Kontakte sind das eine, Erfahrung das andere. Meyer erzählt, dass er allein die Verantwortung und das Risiko trägt, wenn es darum geht, wie viele Becher gefertigt werden müssen. „Wir schätzen die Anzahl, die wir produzieren müssen, und orientieren uns oftmals am Ticket-Vorverkauf der Konzerte.“ Mit dem Konzertgeschäft ist Meyer in diesem Jahr sehr zufrieden. Nicht selten, dass 100.000 Becher für die Tournee eines Künstlers nicht ausreichen. Bei Roland Kaiser oder Wincent Weiss, verrät Meyer, gehen die Becher wie geschnitten Brot: „Dann müssen wir auch mal kurzfristig 30.000 nachproduzieren.“ Da hilft ihm die Flexibilität seiner Mitarbeiter, die notfalls auch mal kurzfristig am Wochenende einspringen.

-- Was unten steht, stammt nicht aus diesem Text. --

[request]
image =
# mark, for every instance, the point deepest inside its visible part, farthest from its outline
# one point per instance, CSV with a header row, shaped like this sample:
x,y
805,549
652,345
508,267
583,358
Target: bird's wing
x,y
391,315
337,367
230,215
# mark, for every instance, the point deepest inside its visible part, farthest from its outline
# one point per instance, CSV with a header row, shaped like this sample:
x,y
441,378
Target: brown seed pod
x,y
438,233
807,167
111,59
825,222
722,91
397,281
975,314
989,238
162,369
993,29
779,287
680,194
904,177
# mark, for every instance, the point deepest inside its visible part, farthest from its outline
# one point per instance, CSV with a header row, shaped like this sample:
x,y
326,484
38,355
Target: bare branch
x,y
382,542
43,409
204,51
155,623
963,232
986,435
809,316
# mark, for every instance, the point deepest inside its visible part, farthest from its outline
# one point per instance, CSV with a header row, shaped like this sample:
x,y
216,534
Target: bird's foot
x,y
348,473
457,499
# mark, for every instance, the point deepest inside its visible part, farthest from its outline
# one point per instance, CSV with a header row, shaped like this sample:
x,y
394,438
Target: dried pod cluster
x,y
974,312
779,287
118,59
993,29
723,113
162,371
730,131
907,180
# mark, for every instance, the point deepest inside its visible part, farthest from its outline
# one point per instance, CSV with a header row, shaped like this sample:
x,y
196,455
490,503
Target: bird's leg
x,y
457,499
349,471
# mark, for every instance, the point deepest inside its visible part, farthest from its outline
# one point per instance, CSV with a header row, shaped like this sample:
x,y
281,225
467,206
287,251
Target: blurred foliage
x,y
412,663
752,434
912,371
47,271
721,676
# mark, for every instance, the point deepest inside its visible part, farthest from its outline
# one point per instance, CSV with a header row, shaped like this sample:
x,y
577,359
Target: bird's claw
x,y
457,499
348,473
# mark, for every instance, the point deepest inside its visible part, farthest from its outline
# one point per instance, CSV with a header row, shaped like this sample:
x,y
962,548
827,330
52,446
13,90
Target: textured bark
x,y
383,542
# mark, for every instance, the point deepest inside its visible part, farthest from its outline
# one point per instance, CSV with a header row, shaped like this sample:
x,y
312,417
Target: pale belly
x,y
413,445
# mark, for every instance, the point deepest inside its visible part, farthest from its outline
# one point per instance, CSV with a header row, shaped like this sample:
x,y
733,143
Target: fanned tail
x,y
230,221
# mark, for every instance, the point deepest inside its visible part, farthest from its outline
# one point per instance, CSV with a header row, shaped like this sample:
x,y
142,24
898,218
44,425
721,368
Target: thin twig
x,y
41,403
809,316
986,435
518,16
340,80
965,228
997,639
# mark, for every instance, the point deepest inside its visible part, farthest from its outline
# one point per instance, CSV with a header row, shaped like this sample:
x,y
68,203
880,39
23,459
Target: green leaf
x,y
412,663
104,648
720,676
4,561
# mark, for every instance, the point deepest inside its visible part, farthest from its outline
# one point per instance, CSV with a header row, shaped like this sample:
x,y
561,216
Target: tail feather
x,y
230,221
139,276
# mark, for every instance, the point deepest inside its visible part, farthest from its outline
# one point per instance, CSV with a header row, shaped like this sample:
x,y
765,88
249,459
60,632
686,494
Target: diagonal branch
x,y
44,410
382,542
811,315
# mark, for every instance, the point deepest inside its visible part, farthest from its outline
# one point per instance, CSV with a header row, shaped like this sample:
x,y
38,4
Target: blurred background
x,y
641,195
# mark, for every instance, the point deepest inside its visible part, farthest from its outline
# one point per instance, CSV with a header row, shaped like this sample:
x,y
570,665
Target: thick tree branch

Folienbilder der Stars bekommt AKU von den Agenturen, die für das gesamte sogenannte Merchandising verantwortlich sind. Sie besitzen die Verwertungsrechte der Fotos. Die Folien werden anschließend ins Werkzeug eingelegt – und die Becher darauf gespritzt. Fertig! Was die Anlagen hier zigtausendfach herstellen, hat später bei vielen Fans einen hohen ideellen Wert. „Das sind Andenken an die Konzerte, die nimmt man gern mit nach Hause“, erklärt der Geschäftsführer.

Ab zum Sektempfang: Auch edle Trinkgefäße gibt es in der Mehrweg-Variante. Foto: Markus Prell

Ab zum Sektempfang: Auch edle Trinkgefäße gibt es in der Mehrweg-Variante. Foto: Markus Prell

Mehrwegbecher – Ein begehrtes Souvenir

Nicht selten entstehen gleich mehrere Motive. Die Künstler sind dann etwa in unterschiedlichen Posen auf den Bechern zu haben. Das kommt bei den Fans besonders gut an: „Oftmals wollen sie dann die ganze Serie an Bechern mit nach Hause nehmen.“ Und müssen dann vor Ort reichlich trinken. Fehlt ein Motiv dennoch den Sammlern, dann recherchieren manche im Internet, bis sie AKU ausfindig gemacht haben. Doch die geradezu verzweifelten Bitten um direkte Lieferung muss die AKU-Mannschaft immer wieder ablehnen. „Wir dürfen die restlichen Becher nicht direkt verkaufen“, erzählt Meyer. Stattdessen landen sie am Ende im Schredder, das Material wird wieder dem Produktionskreislauf zugeführt.

All das muss genau dokumentiert werden. AKU will neue Märkte erschließen und seine Becher auch in Kinos anbieten. Um hierfür auditiert zu werden, muss das Unternehmen allerdings strenge Vorgaben einhalten: „Wir erfüllen da zum Beispiel Geheimhaltungsauflagen“, erzählt der AKU-Chef. Das kostet zwar Zeit und Arbeit – aber am Ende hilft es auch der Umwelt.

AKU GmbH & Co. KG – die Fakten

Mehrweg made in Aerzen: Der niedersächsische Familienbetrieb AKU wurde 1991 als M & S Kunststoffe und Recycling GmbH gegründet. Geführt werden die Firma und die 31 Mitarbeitenden seit Anfang 2022 von Mutter Karin und Sohn Leo Meyer. Das Unternehmen produziert und verleiht Mehrweggeschirr aus Kunststoff und beliefert damit Veranstaltungen wie Jahrmärkte oder Konzerte. Weitere Standbeine des Betriebs sind der Werkzeugbau sowie technische Kunststoffteile für die Automobilindustrie.